Saturday, December 31, 2011

Looking Ahead - 2012

2012, wow. Crazy to think that we have come this far! I remember being in high school, thinking I'll never get married, I'll never have kids, ect. Yes, well, here I am married, and have had five children through my home this year. This year is a good one to look back on. I have had relatively good health, thankfully, NO surgeries. After 12, that is quite a praise to make it a year with none! And we have two forever little boys. There is no bigger praise than that. Nothing more can really be said, but that God has blessed us more than we deserve. And I am so thankful for them. I am thankful for the gift of being Mommy. I am not always very good at it. But He has blessed me with the time to try, the lives to mold into men for Him. Looking back, thinking I would never have my own children, and now I have three - two of them forever! Thank you, Lord! Really, nothing more needs said, but we are blessed!

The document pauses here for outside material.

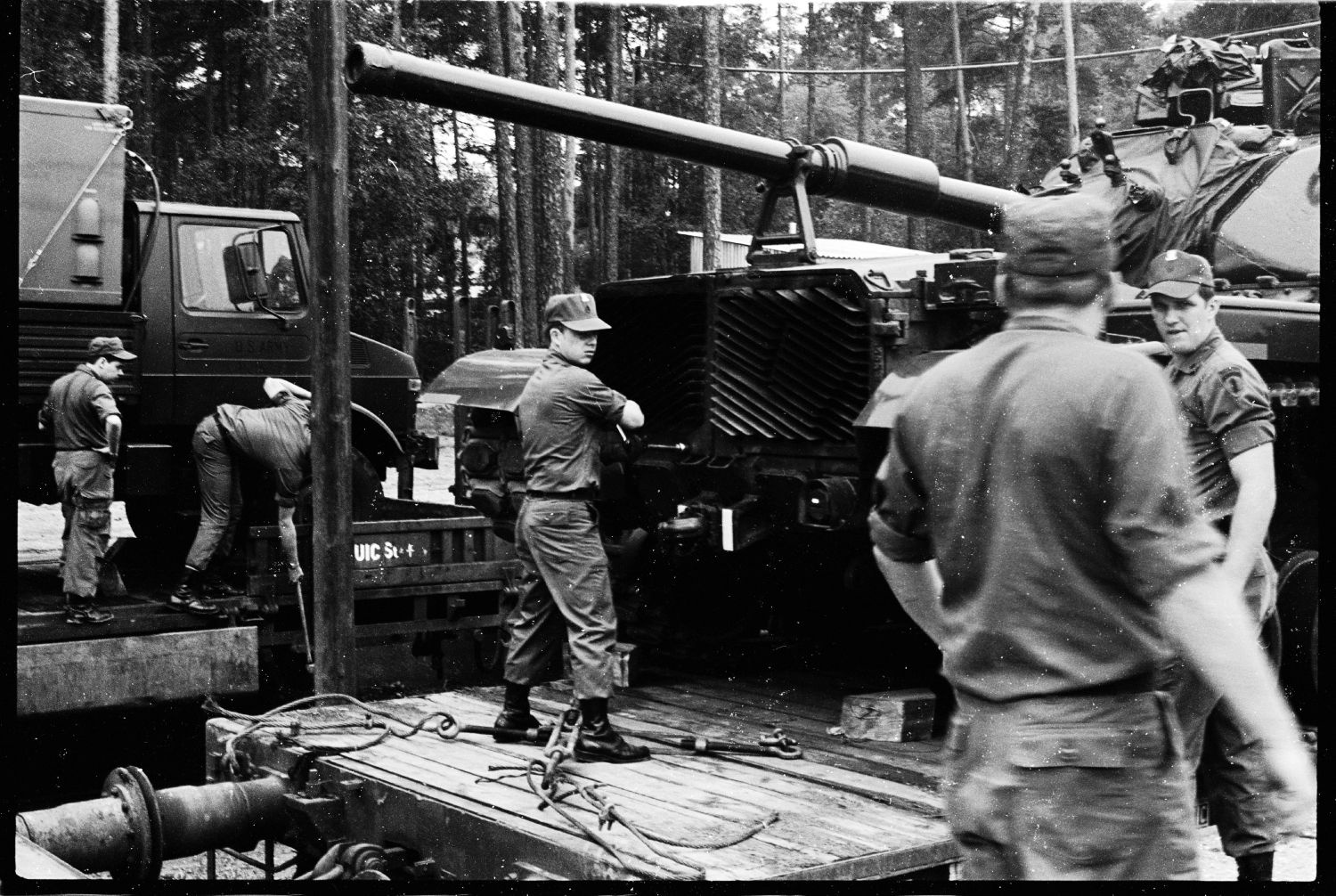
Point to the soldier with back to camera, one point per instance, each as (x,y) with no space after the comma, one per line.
(85,421)
(1037,522)
(566,591)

I always get a bit reflective on New Years' Eve wondering what next year will hold. And of course, this year, the same questions are in my mind. But this time last year, we only had one little boy. We have gone from one child to three! Who knows what the next year will bring! Maybe I should be scared. We grew exponentially this year! You can't be a foster parent without wondering what the future holds. I wonder it every day. But definitely on the dawn of a new year. We hope and we pray, but we really don't know until we walk the road that this year holds.

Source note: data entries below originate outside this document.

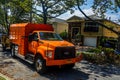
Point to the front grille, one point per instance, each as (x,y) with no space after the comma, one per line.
(64,53)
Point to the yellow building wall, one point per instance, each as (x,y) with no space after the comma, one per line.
(92,34)
(60,27)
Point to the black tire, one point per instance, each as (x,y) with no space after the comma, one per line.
(69,66)
(40,64)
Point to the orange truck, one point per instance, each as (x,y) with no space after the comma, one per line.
(39,44)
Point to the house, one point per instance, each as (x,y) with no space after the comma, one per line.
(59,25)
(90,32)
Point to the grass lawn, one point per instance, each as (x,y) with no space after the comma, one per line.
(2,78)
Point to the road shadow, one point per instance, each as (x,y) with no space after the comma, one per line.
(53,73)
(65,74)
(103,70)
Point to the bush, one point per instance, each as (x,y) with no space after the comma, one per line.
(96,56)
(64,35)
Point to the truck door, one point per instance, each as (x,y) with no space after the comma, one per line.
(33,43)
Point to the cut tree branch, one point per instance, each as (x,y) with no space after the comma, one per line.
(96,21)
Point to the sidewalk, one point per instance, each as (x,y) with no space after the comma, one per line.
(7,78)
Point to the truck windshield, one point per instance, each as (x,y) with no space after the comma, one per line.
(49,36)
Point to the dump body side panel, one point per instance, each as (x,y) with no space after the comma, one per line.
(19,34)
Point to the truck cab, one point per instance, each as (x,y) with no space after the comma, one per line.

I pray that this is the year that my children learn more about God, about being real, about growing in Him. I have hope that they will be saved at an early age. And I also pray that they will absolutely understand deeply what it means to have a relationship with Jesus, a real one. I pray that this year I will exhibit this for them, that they will know that their Mommy loves Jesus. So much for a parent to realize is their responsibility. We are shaping little lives helping point them towards their Savior. May I do my job well!

I pray for health for my children and my husband and I. We have walked the road of illness with each child. It is not a road that I would like to travel again, so definitely good health is on my wishlist for the new year!

I pray for peace in our household. I hope that we continue to learn how to develop the personalities of each of the children, that we teach them to obey, that they learn to get along with each other and with us as their parents, that calmness with reign in our household for the most part. That may seem to be a strange wish, but bringing children into your home that come at 9 months, 1 year, or even closer to 2, means that they already have personality traits, and even some values, that have to be melded into the household. And it is not always peaceful. I pray for peace.

I pray for safety for each of us as we have no idea what the future holds. I pray that we will look back at the end of 2012 and have as many good memories of that year as we do of this year. I pray that we will add more to our family by adoption. I also pray that we will know when to quit LOL. I pray that my children will have truly grown in knowledge, and stature, and in favor with God and with man.

We have been given three little gifts for now. I hope that we can be all to them that they need. The parents that they haven't experienced appropriately in their short lives. I pray that even though they know they are adopted, that they will be utterly secure in our love for them and that they will know that beyond everything else in this world that we love them more than life itself and are eternally thankful that they have been brought by God to us. It is amazing to think of the circumstances that have brought each child to our lives. Now may we be worthy of the gifts we have been given.